BUSINESSWEEK ONLINE: SEPTEMBER 18, 2000 ISSUE

 

Motherboards Get a Second Childhood

Your Commodore 64 may be obsolete, but many of the materials used to make it aren't. As much as 95% of the parts and materials in junked PCs could be recovered and recycled. But only a small fraction of discarded PCs get rescued before being buried in landfills. The waste is huge and growing: 20 million computers were trashed by Americans in 1998, and that number could triple by 2005.

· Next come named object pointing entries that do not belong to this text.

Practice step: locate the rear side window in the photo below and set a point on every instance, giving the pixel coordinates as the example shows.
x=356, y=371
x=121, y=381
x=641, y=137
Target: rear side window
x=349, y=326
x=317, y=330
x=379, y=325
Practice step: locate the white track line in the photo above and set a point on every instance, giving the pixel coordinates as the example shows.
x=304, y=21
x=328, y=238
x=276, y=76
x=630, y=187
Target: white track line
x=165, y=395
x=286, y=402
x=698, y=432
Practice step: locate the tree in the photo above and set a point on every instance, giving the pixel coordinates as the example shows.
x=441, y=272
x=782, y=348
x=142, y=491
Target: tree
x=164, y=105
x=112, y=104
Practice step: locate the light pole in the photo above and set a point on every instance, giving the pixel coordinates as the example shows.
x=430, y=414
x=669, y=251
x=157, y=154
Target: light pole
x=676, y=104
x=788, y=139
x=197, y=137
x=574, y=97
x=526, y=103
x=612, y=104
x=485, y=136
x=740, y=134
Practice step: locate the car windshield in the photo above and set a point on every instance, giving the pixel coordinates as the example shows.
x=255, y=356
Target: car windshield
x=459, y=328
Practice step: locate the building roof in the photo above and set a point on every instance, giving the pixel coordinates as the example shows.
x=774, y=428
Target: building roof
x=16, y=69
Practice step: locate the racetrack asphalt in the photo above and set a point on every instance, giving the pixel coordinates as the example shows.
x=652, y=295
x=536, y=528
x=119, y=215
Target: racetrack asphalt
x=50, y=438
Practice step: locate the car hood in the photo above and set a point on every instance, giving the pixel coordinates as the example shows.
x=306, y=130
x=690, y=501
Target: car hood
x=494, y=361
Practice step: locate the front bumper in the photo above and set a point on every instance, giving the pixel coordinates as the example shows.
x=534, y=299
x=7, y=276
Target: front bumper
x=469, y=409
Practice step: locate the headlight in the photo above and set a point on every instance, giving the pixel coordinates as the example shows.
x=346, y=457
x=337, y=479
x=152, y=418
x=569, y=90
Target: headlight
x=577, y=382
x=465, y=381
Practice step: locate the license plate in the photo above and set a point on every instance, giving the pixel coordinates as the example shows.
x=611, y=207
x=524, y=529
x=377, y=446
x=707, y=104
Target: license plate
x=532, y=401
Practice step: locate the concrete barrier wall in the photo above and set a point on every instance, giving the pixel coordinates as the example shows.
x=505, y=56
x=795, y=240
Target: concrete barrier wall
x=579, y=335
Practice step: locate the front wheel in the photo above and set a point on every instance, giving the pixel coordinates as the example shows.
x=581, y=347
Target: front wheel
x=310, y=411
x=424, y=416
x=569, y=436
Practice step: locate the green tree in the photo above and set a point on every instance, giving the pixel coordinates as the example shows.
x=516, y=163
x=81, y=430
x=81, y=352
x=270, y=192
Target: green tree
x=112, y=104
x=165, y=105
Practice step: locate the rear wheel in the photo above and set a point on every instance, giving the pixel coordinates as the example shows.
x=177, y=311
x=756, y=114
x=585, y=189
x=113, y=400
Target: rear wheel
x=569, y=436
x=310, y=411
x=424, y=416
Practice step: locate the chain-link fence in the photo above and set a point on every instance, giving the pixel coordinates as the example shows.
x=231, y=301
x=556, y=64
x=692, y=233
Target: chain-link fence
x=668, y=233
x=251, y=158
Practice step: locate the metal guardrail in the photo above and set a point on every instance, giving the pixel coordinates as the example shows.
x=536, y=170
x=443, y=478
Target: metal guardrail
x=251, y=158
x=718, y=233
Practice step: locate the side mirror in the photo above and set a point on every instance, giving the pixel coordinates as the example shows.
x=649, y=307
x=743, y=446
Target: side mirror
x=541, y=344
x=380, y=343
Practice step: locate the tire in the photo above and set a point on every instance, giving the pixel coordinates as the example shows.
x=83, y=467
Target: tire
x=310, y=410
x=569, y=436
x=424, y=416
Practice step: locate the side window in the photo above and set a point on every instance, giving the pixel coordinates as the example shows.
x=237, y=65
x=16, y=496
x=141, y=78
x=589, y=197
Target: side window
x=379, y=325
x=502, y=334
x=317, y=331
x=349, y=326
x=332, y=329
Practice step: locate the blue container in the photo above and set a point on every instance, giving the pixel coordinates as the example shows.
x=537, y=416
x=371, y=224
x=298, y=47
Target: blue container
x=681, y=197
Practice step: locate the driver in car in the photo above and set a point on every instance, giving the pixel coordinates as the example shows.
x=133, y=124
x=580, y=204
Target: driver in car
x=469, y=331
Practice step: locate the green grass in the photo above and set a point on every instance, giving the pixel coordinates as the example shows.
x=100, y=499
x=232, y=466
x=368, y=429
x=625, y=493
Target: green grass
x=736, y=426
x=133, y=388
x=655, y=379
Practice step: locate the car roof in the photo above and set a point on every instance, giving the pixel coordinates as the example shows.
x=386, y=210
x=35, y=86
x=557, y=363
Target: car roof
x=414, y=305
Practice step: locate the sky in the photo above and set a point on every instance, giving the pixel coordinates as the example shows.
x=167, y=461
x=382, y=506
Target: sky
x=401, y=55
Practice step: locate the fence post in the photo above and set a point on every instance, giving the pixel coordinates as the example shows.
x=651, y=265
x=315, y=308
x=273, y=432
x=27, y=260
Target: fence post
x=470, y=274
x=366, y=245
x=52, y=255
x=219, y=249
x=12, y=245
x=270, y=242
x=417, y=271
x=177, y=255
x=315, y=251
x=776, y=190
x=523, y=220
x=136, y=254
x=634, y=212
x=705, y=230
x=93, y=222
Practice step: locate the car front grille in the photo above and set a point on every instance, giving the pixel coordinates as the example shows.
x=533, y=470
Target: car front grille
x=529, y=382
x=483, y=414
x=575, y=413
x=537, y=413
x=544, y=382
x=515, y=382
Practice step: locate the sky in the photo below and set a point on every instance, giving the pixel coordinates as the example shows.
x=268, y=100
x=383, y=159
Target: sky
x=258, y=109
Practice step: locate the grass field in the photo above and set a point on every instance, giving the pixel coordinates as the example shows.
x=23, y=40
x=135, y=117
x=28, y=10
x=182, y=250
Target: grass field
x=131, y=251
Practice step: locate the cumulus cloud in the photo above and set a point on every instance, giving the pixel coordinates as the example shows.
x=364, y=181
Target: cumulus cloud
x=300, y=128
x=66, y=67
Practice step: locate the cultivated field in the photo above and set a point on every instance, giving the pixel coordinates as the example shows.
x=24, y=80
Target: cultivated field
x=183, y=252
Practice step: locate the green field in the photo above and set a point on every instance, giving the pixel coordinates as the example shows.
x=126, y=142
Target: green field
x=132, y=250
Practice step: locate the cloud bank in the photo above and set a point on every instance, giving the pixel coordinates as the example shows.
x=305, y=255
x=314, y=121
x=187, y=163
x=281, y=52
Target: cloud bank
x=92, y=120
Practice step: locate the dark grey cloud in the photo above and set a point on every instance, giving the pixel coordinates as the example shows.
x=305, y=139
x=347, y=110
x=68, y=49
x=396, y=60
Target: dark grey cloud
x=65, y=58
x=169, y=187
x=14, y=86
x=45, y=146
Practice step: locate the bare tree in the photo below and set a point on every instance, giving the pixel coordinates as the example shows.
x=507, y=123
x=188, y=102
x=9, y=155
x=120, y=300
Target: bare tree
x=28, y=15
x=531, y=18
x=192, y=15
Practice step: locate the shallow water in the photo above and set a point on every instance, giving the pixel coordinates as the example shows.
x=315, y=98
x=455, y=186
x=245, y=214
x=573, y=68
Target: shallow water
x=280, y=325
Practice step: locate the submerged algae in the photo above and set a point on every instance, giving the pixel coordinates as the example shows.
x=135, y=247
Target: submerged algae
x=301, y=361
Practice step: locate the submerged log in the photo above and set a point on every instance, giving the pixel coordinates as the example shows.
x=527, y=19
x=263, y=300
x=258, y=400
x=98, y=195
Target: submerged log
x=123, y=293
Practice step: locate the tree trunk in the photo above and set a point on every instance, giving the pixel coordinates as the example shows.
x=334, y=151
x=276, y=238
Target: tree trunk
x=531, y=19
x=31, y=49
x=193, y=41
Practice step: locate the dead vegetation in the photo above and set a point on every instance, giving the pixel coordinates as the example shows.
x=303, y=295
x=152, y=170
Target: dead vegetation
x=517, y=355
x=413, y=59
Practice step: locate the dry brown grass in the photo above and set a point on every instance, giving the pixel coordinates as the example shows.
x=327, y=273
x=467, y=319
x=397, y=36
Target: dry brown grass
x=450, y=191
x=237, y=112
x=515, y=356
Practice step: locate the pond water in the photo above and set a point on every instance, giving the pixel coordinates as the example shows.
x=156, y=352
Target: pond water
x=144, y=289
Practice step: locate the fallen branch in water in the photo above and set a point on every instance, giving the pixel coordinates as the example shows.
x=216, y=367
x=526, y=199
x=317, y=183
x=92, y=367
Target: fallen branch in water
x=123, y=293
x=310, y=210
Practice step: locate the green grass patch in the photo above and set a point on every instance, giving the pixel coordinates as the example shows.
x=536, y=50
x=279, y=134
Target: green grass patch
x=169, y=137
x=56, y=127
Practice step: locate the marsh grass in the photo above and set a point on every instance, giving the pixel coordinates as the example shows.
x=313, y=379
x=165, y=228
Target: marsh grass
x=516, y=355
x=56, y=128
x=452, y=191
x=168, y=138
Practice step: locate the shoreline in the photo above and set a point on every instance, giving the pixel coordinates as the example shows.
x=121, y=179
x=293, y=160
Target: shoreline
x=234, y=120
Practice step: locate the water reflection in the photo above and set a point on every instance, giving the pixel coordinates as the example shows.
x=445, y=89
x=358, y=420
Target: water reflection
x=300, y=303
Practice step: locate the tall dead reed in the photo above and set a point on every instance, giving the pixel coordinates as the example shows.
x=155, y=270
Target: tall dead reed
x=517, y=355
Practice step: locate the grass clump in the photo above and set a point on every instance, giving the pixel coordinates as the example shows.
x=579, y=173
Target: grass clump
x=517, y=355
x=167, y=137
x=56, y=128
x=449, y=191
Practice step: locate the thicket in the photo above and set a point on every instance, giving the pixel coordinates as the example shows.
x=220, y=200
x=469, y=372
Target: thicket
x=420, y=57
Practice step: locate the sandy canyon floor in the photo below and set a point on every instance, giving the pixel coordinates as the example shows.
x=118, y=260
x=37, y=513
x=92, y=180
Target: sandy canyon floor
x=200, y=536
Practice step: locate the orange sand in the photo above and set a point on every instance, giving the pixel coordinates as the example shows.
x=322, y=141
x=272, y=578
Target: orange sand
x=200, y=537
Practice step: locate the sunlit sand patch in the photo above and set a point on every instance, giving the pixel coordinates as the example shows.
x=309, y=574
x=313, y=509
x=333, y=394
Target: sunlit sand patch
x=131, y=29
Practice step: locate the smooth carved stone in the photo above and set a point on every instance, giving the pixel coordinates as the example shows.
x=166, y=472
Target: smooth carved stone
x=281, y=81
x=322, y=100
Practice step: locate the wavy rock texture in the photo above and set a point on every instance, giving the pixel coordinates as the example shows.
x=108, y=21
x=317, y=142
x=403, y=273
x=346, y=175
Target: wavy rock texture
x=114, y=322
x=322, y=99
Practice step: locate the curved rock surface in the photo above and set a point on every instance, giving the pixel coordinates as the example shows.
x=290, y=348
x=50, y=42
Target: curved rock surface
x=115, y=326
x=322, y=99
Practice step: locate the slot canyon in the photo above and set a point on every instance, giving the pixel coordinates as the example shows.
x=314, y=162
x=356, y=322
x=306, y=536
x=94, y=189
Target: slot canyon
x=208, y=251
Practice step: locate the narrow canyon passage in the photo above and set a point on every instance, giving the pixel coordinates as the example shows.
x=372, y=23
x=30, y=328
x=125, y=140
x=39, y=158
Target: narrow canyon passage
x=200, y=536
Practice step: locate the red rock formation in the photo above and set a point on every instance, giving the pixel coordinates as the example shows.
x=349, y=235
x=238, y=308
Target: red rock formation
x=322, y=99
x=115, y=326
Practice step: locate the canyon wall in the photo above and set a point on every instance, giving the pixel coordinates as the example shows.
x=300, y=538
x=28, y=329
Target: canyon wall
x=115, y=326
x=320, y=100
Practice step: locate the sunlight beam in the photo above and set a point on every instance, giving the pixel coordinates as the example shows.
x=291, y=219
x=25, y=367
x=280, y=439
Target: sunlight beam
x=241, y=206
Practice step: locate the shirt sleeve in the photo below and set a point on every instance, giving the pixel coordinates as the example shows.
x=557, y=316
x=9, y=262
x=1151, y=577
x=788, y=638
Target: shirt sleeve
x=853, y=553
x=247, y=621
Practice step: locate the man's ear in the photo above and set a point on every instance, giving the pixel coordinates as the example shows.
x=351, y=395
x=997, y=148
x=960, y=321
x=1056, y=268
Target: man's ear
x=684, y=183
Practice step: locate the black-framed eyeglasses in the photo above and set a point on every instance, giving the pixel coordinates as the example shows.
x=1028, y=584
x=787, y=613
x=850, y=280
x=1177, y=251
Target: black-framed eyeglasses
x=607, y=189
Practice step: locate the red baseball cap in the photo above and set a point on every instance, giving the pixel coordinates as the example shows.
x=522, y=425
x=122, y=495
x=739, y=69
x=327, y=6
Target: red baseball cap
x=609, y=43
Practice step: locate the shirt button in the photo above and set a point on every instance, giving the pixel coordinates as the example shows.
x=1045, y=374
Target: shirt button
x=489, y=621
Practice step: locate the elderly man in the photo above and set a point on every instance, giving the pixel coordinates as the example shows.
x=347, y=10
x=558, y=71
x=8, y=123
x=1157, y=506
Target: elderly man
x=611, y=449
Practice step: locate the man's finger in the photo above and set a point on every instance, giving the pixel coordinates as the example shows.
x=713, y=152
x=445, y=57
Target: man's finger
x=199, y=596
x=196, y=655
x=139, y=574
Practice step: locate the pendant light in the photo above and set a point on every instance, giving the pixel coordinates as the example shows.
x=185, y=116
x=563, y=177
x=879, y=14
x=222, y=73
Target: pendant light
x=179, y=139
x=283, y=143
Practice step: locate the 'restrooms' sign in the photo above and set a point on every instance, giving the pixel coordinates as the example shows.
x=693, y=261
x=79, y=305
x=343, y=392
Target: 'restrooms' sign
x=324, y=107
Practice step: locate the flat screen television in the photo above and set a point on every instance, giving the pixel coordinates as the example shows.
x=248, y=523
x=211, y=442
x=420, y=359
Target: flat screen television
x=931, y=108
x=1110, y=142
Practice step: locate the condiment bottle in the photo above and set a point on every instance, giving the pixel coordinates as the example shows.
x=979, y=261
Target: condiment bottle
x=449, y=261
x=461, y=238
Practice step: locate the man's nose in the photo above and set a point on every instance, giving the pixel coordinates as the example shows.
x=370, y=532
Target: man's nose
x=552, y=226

The main reason recyclers don't target computers more aggressively is that many of the parts are attached to circuit boards with epoxy adhesives that are well-nigh indestructible. But a new formulation could soon make it much easier to mine the gold in high-tech waste. Researchers at Cornell University and the State University of New York at Binghamton have developed a new epoxy that essentially dissolves in an industrial solvent at 190 degrees C. Dubbed Alpha-Terp, the new substance should make it simple to detach parts without damage after a computer is turned off for the last time. ''The only other way to break an epoxy's grip is to smash it with a hammer, and that's kind of tough on those delicate components,'' says John Jir-Shyr Chen, a Cornell graduate student in materials science. He delivered a report on the new fail-on-demand adhesive at the late-August meeting of the American Chemical Society.